The person was totally overworked, working 60 hours a week, sometimes 10 days in a row and of course was near burnout. He had tried many times to convince the workplace to change how it treated their employees and it seemed nobody listened, not even colleagues. The quotas and bonuses were more important than personal health.

I did my best to have this person understand that he needed to take care of himself because the workplace certainly wasn't going to. It is not easy to convince someone - in this case a "People Pleaser", a person who all his life has tried to please everyone, at the workplace, as well as in his personal life - to change. After much discussion we concluded that he needed to stop being the "Go To" person as well as always having to be a really nice guy--it was killing him!

I encouraged him to resign from the "Go to Person" club. Membership in this club means you probably have a condition where you need to be the first person everybody comes to when they need extra help or something done that is over and above the normal work day.
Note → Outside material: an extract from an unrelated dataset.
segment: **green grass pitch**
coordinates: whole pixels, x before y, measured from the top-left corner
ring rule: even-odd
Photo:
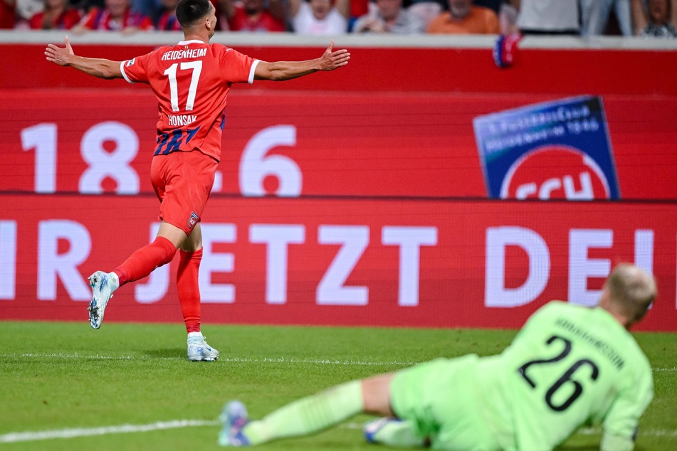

The condition is brought on by low self-esteem. "There is a great need to be needed"--that's how the individual gets his/her recognition and "strokes". They believe they have to do more than anybody else just to be accepted.

I suggested he write out his resignation. We laughed, but he began to see that his over-commitment to his job and his role of super nice guy, available to everyone who asked, was pointing him towards burnout and his present unhappiness.

How many of you still belong to the "Go to Person" club? Do you need  to turn in your resignation and get some balance in your life?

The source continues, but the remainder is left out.